Akan tetapi, durasi pencabutan sanksi yang singkat, dan kekhawatiran tentang kepatuhan, berarti arus minyak kemungkinan tidak akan kembali normal.

Sekitar 18 kapal tanker, yang membawa sekitar 13,5 juta barel minyak mentah Rusia, di sebelah timur Suez kemungkinan tersedia untuk dibeli, menurut data pelacakan kapal yang dikumpulkan oleh Bloomberg.

Jumlah itu turun dari 25 kapal yang membawa sekitar 19 juta barel hampir dua pekan lalu, ketika pencabutan sanksi diperluas.

Penurunan ini terjadi bahkan ketika kargo tambahan telah memasuki wilayah tersebut setelah meninggalkan Terusan Suez.

Sebagian besar kapal memberi sinyal "untuk pesanan," yang menunjukkan tidak ada pembeli tetap.

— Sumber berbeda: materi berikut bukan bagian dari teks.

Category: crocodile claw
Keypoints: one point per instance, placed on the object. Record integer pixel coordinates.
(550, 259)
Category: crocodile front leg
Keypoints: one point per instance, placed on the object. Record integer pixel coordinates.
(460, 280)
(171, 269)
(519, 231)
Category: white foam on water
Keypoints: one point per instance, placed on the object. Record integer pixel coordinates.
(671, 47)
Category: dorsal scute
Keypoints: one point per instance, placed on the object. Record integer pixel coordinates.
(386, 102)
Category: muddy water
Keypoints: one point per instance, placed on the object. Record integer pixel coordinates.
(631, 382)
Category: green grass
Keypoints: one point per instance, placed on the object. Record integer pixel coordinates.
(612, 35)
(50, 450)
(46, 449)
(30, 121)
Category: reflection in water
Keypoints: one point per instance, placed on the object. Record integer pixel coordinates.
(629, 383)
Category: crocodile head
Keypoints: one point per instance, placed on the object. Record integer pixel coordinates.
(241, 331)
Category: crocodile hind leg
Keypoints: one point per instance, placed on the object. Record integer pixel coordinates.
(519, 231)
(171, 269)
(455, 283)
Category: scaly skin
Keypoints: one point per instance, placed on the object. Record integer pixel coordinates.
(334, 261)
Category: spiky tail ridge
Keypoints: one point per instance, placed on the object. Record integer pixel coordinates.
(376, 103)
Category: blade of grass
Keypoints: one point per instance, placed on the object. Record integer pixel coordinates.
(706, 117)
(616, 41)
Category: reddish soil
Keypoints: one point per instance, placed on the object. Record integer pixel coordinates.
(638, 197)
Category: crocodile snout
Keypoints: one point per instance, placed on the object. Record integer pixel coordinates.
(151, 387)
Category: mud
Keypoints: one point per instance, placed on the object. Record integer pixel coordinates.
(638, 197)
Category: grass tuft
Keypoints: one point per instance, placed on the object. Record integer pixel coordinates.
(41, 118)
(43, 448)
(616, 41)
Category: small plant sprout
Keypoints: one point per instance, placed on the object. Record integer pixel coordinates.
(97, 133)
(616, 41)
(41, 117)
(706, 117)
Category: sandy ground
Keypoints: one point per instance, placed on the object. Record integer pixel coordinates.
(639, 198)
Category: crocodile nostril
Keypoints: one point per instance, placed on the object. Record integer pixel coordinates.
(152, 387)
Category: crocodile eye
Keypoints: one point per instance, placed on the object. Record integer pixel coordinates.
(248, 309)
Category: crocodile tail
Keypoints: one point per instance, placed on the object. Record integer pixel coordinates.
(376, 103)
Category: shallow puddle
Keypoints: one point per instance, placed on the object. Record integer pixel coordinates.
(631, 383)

Satu kapal menunjukkan tujuannya di dekat Singapura — area penyimpanan umum untuk penjualan.

Tujuh dari kapal tanker tersebut membawa minyak mentah Urals andalan Rusia, jenis minyak yang mirip dengan sebagian besar minyak Timur Tengah yang terdampak perang.

Sebaliknya, penyimpanan terapung Iran sebagian besar telah menampung hampir 27 juta barel sejak pengecualian yang diberikan pada Jumat, menurut Vortexa Ltd.

Perusahaan energi milik negara di China dan India menahan diri, dengan alasan hambatan seputar pembayaran, asuransi, dan pencarian kapal yang sesuai.

Penyimpanan terapung biasanya merujuk pada kapal tanker yang menganggur di laut setidaknya selama sepekan. Ini digunakan sebagai indikator ketersediaan, meskipun tidak termasuk kapal yang sedang transit yang mungkin membawa kargo yang belum terjual.

Adapun, berdasarkan data Dewan Energi Nasional (DEN) dan BPH Migas, komposisi impor minyak mentah Indonesia pada 2025 berasal dari berbagai negara mitra sehingga sumbernya terdiversifikasi.

Antara lain Nigeria sebesar 34,07 juta barel atau sekitar 25%, Angola sebesar 28,5 juta barel atau 21%, Arab Saudi sebesar 25,36 juta barel atau sekitar 19%, Brasil 9%, Australia 8%, serta sejumlah negara lainnya seperti Gabon, AS, dan Malaysia.  

Untuk impor BBM, berdasarkan data Kementerian Energi dan Sumber Daya Mineral (ESDM), pada 2025 Indonesia tercatat mengimpor BBM paling banyak dari Singapura dan Malaysia.

Terdapat negara lainnya yang turut menjadi sumber impor BBM RI, antara lain China, Korea Selatan, Oman, Uni Emirat Arab (UEA), India, Mesir, Jepang, dan Taiwan.